Global stocks and government bond prices turned lower on Thursday, following a broad rally in the previous session after the Bank of England intervened to support the gilts market.
A FTSE index of worldwide shares slipped 0.2 per cent, after gaining 1 per cent on Wednesday. Europe’s regional Stoxx 600 fell 1.4 per cent in morning dealings, while the FTSE 100 lost 1.2 per cent. Futures contracts tracking Wall Street’s S&P 500 slid 1.1 per cent, after the index closed up 2 per cent to snap a six-day losing streak.
The moves came after the BoE on Wednesday unveiled a new bond-buying programme, saying it would purchase long-dated gilts in light of the recent “significant repricing” of UK government debt and warning of a “material risk to UK financial stability” were “dysfunction” in the market to persist.
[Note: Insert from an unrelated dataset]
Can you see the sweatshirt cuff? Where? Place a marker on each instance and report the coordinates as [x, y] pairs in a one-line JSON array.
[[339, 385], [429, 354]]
The action taken by the central bank initially triggered a sharp rally in UK assets, which rippled into other global markets. The 30-year gilt yield posted its steepest daily drop on record, as the price of the debt instrument surged. Earlier in the session, the yield had touched a 20-year high of more than 5 per cent as concerns intensified about the new UK government’s proposed tax cuts and borrowing plan.
That steep rise in bond prices partially unwound on Thursday, with the 10-year gilt yield rising 0.16 percentage points to 4.17 per cent and the 30-year yield rising 0.08 percentage points to 4.01 per cent as their prices fell.
Similarly, the yield on the 10-year US Treasury note — seen as a benchmark for borrowing costs around the world — rose 0.14 percentage points to 3.84 per cent, after falling sharply on Wednesday on a broad wave of positive investor sentiment.
In currencies, the pound lost 0.7 per cent against the dollar to trade just below $1.08 on Thursday, after gaining in the wake of the BoE’s intervention. An index measuring the dollar against six peers rose 0.4 per cent.
The dollar has hit a series of fresh 20-year highs in recent months, buoyed by the relative weakness of other currencies, aggressive monetary policy tightening by the US Federal Reserve and the greenback’s traditional status as a haven in times of economic and market stress.
“Yesterday . . . saw the Bank of England’s Financial Policy Committee take the decision to break the ‘doom loop’ at the long end of the UK gilt market as margin calls on pension funds and the need to raise cash risked a downward spiral for long-dated gilts,” said analysts at ING. “In effect, this is the first big intervention from a G10 central bank in this cycle to avert a financial crisis. It may not be the last.”
“It serves as a reminder to policymakers around the world that any perceptions by the market of a policy mis-step will be heavily punished,” they added, “and with the Fed to keep hiking into a slowdown . . . these conditions may well be with us for the next six to nine months.”
The strong gains on Wall Street on Wednesday helped some Asian stock markets to push higher on Thursday with Japan’s Topix rising 0.7 per cent. Hong Kong’s Hang Seng surrendered early gains to move 0.5 per cent lower, while China’s CSI 300 was broadly flat.